Скоро открылась подъемная дверь в другой, потайной, подвал. Вернее, то была большая яма, «похоронка», где на случай грабежа или пожара старик приберегал все наиболее ценное из имущества.
Теперь из мешка он вынул несколько шкурок собольих, лисьих и песцовых, все запретный товар высокой цены и качества. Потом добыл небольшой, обитый моржовой кожей и окованный ларец, очевидно с деньгами.

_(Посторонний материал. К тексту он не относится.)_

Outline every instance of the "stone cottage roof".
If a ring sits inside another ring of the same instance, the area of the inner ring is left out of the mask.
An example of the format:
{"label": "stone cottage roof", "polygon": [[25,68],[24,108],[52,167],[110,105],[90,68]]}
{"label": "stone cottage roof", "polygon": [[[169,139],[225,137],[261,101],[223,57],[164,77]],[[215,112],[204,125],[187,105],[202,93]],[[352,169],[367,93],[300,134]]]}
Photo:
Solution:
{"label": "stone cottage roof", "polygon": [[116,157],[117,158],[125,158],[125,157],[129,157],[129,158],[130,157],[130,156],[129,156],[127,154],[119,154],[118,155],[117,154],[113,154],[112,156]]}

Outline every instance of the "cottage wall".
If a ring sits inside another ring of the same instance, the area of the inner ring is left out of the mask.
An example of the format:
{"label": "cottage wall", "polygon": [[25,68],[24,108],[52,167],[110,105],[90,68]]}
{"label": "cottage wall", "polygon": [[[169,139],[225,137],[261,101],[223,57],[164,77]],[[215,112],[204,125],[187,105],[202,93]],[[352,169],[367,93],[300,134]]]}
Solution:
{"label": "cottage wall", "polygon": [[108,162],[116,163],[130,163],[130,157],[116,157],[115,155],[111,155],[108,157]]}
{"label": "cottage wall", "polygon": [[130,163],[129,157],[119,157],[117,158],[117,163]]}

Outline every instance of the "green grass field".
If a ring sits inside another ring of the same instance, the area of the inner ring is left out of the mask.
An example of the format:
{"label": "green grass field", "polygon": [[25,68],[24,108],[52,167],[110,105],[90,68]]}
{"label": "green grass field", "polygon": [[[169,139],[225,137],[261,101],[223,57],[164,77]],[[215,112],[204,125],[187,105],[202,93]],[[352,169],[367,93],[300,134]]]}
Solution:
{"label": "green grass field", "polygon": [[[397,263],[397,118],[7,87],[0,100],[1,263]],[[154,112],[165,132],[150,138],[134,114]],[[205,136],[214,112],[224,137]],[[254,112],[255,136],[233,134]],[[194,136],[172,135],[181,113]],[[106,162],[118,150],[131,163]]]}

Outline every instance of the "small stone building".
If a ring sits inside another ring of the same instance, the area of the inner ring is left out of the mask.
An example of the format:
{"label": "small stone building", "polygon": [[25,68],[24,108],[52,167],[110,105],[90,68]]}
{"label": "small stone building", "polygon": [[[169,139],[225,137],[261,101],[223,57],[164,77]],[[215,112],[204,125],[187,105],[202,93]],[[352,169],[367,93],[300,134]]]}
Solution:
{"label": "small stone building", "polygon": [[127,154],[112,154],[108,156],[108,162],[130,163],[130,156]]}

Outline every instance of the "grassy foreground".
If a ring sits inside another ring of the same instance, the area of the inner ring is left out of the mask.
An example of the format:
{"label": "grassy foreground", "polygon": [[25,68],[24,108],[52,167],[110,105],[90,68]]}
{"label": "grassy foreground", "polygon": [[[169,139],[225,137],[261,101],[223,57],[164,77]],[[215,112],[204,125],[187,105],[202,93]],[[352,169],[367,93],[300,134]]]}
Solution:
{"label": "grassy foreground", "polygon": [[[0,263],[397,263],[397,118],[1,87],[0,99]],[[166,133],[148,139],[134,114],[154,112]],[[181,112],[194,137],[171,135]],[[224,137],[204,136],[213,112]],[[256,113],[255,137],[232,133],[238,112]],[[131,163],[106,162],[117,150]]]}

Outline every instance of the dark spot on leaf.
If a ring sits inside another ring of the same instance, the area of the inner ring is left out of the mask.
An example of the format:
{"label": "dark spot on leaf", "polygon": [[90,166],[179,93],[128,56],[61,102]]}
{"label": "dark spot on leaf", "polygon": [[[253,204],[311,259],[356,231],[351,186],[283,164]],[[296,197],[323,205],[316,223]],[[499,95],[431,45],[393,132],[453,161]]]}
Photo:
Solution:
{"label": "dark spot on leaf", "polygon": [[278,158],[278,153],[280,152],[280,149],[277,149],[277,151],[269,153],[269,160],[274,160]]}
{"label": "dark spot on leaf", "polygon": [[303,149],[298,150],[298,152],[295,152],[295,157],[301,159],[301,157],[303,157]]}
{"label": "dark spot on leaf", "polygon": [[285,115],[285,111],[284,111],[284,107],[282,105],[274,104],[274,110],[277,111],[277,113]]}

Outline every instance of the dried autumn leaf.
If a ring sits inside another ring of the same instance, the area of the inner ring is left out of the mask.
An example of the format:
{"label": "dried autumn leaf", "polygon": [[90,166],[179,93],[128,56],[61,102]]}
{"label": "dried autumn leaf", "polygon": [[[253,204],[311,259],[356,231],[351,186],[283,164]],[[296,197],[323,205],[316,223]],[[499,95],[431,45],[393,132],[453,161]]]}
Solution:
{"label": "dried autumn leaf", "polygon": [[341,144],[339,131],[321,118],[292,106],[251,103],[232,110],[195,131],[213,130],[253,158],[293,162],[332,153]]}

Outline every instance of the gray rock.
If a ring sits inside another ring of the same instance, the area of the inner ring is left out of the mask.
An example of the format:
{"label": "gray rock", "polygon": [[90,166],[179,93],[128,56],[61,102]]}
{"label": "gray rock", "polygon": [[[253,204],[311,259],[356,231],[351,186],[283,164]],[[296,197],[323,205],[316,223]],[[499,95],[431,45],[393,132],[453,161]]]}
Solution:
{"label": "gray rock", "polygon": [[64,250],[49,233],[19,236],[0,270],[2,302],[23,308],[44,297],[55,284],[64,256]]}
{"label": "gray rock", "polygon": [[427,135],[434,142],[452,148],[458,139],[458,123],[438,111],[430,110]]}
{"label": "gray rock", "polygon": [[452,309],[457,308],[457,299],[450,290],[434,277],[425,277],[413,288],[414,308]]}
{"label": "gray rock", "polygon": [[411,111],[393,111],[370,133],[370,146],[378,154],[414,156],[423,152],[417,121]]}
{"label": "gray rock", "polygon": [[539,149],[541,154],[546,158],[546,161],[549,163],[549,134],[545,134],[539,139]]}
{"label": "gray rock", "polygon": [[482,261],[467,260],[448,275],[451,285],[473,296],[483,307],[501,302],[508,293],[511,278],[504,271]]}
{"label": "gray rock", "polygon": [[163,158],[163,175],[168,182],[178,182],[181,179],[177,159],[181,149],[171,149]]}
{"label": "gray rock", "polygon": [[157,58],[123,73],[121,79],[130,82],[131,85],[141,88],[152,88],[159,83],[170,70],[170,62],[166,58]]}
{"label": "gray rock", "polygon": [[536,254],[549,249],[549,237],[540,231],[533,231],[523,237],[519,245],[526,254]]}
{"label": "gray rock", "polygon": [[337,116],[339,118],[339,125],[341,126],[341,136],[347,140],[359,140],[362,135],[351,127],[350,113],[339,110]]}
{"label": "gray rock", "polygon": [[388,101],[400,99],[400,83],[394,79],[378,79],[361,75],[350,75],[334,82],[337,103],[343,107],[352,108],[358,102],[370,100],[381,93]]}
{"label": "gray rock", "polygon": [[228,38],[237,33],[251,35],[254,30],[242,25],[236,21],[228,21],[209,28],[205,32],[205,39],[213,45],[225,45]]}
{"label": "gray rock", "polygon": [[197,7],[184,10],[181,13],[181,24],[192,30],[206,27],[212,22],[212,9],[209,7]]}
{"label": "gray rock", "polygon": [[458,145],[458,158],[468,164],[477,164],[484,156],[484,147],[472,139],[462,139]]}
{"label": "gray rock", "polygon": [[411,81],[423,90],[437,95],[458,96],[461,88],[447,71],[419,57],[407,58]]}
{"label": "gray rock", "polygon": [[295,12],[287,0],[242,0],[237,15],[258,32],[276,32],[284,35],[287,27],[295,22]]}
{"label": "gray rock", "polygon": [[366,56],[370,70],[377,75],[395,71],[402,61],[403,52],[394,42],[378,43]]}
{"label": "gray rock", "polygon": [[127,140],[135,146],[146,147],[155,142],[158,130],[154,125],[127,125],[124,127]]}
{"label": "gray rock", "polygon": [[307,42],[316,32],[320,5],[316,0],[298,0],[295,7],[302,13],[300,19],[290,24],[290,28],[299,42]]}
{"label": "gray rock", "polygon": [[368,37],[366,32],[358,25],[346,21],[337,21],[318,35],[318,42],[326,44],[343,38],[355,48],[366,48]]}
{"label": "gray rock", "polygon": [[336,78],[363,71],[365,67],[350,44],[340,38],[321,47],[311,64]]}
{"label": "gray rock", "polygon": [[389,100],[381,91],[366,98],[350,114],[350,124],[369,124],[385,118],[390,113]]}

Все это он опустил в «похоронку», закрыл снова дверь, засыпал ее землею, утоптал… И через полчаса даже следов не осталось того, что тут хранится что-нибудь на глубине двух-трех аршин под землею.
Когда старик вернулся в горницу, весь двор был уже на ногах.
Казак, спавший у ворот, разбуженный стряпкой, выпустил ее к соседнему ключу набрать воды. Но сам, видя, что день занимается, что рабочие Савелыча уже завозились в конюшне и во дворе, решил побудить начальника и товарищей.
Хмурые, не выспавшись, не отдохнув порядком, поднялись они вместе со всеми проезжающими, случайными гостями Савелыча.
— Где хозяин? Бабенка куды сбежала? — крикнул Васька Многогрешный, едва раскрыл глаза и встал со своей походной постели.
Когда прибежала Василида, он потребовал вина опохмелиться, хотя и вчерашний хмель еще туманил ему сознание и вязал язык.
— Как будет твоя милость? Не позволишь ли нам со двора съезжать? — робко подойдя к столу, где сидел Многогрешный со всеми товарищами, спросил один из приказчиков, которого отрядили остальные постояльцы.
— А вот раней догляжу ваши столицы да товары… Нет ли самовольных торгашей, али товаров запретных?.. Тоды и убярайтесь ко всем чертям на кулички! — угрюмо ответил Многогрешный.
Сейчас же пятеро из стрельцов пошли к возам, где заставили хозяев развязать свои тюки и помещения, так старательно и прочно увязанные.
Пока приказчики с помощью работников Савелыча возились у товаров, два пожилых купца показывали все бумаги и документы Многогрешному, а тот сидел и ломался перед ними не хуже верхотурского воеводы, которого видел на Приказе.